What has changed in the past few weeks is that those costs are beginning to affect oil prices on the futures markets in New York and London and at the pumps across the world. If oil companies cannot curb their costs, will consumers alter their behaviour? The American Petroleum Institute, the energy companies’ umbrella group, yesterday called on Americans to consume energy wisely in the light of the hurricane – echoing a sentiment that Opec, the IEA and many oil companies have expressed several times this year.

If consumers heed that call, prices may ease gradually. Otherwise it may not need another Katrina for havoc to be wreaked in the market.

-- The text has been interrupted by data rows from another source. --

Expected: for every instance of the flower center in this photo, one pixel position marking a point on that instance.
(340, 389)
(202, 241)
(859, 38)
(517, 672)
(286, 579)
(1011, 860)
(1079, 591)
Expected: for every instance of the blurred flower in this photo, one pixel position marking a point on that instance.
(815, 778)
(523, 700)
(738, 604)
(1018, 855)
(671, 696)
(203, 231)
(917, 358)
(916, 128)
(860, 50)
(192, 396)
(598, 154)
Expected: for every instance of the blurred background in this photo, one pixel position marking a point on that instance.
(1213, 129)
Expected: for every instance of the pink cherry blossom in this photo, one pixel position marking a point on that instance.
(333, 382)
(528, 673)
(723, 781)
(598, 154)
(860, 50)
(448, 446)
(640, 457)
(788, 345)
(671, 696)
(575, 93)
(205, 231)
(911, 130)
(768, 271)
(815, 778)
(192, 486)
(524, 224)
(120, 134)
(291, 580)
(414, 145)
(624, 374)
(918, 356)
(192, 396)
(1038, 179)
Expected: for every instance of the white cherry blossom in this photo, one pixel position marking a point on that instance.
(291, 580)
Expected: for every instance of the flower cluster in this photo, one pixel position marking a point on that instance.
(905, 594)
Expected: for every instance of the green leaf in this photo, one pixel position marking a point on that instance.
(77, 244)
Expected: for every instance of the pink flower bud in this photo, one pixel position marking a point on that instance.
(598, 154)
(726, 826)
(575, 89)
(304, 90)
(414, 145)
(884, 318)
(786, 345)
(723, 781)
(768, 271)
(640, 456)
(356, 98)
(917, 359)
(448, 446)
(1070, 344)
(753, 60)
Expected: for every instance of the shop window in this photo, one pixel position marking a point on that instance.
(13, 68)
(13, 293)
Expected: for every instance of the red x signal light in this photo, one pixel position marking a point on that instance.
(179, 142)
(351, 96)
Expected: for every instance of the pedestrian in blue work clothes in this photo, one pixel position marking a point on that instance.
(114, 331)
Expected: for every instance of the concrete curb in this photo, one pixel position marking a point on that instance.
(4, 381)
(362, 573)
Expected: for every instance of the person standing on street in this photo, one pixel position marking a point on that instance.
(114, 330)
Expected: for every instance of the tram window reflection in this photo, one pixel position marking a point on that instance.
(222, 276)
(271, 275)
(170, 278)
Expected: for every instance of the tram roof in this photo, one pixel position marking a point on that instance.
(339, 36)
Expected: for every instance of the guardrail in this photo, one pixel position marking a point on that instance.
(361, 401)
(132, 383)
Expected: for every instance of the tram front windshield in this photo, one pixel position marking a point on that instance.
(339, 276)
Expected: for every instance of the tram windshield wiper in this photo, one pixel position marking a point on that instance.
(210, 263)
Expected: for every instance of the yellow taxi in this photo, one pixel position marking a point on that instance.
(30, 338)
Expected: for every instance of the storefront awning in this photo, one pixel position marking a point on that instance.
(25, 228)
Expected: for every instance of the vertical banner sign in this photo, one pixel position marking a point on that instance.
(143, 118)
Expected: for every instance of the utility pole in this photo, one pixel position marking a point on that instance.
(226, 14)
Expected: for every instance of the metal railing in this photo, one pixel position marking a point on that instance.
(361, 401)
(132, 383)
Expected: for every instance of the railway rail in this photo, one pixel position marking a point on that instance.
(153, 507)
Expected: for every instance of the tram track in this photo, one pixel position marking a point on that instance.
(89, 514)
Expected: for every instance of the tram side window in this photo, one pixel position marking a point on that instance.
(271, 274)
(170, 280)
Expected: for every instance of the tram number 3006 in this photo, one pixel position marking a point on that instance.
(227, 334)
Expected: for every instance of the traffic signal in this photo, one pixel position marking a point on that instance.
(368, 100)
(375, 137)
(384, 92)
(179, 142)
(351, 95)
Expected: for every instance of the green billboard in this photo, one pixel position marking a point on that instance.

Companies find few takers for jobs that have lost their attraction

An unusual visitor knocked recently at the door of the John 3:16 Mission – a shelter for the homeless – in the tough inner city of Tulsa, Oklahoma, writes Carola Hoyos. The visitor had a mission of his own: to recruit workers for the rigs that dot the US state, which is rich in oil and natural gas.

As the oil and gas industry tries to meet surging demand, companies are struggling as never before to find the staff they need – from labourers to engineers and other professionals. It is one more reason why costs are rising in the industry.

In the US and Europe in particular, oil companies are facing “the Big Crew Change” – a phrase coined by the Society of Petroleum Engineers, which represents industry professionals worldwide. The average age of the industry’s employees is 49 and half the workforce will retire in the next five to 10 years, according to most analysts and oil industry groups. The trouble is in part a result of the lean 1990s when low oil prices prompted large numbers of redundancies and a slowdown in recruitment.

The unwillingness of many Americans and Europeans to do hard manual labour and the tightness of the US labour market have made it difficult to find workers for jobs such as cleaning rigs, which pay as much as $17 an hour – more than three times the federal minimum wage.

Royal Dutch Shell, the Anglo-Dutch energy group, and other companies in Louisiana are finding recruits for their on- and offshore rigs among young high school drop-outs. In June, the first seven students graduated from a programme of the American Petroleum Institute, the industry association, and Jobs Corp, an education and vocational training programme administered by the US Department of Labor, which trains students in safety and well operations and helps them to complete their high school equivalency exam.

Meanwhile, the vilification of oil companies by environmental and human rights groups has made an industry career less appealing for those with more skills, oil company executives say. BP alone has hired 13 search agencies to fill 400 vacancies at its Houston-based operations.

Even places such as Angola – which emerged only this decade from 27 years of civil war – are being trawled by some companies operating there for talent to fill top jobs.

In one company, Shell, the recruitment problems go all the way to the top: analysts think that Europe’s second biggest energy group – which had a reputation as a training ground for the industry’s brightest – lacks qualified candidates eventually to fill top rank posts such as chief executive and head of exploration and production. Concern over filling such posts is seen as a drag on the company’s share price.

How well each company deals with the Big Crew Change may not only determine its pecking order among its peers, but also how well the industry as a whole is able to meet the challenge of supplying a thirsty world with oil.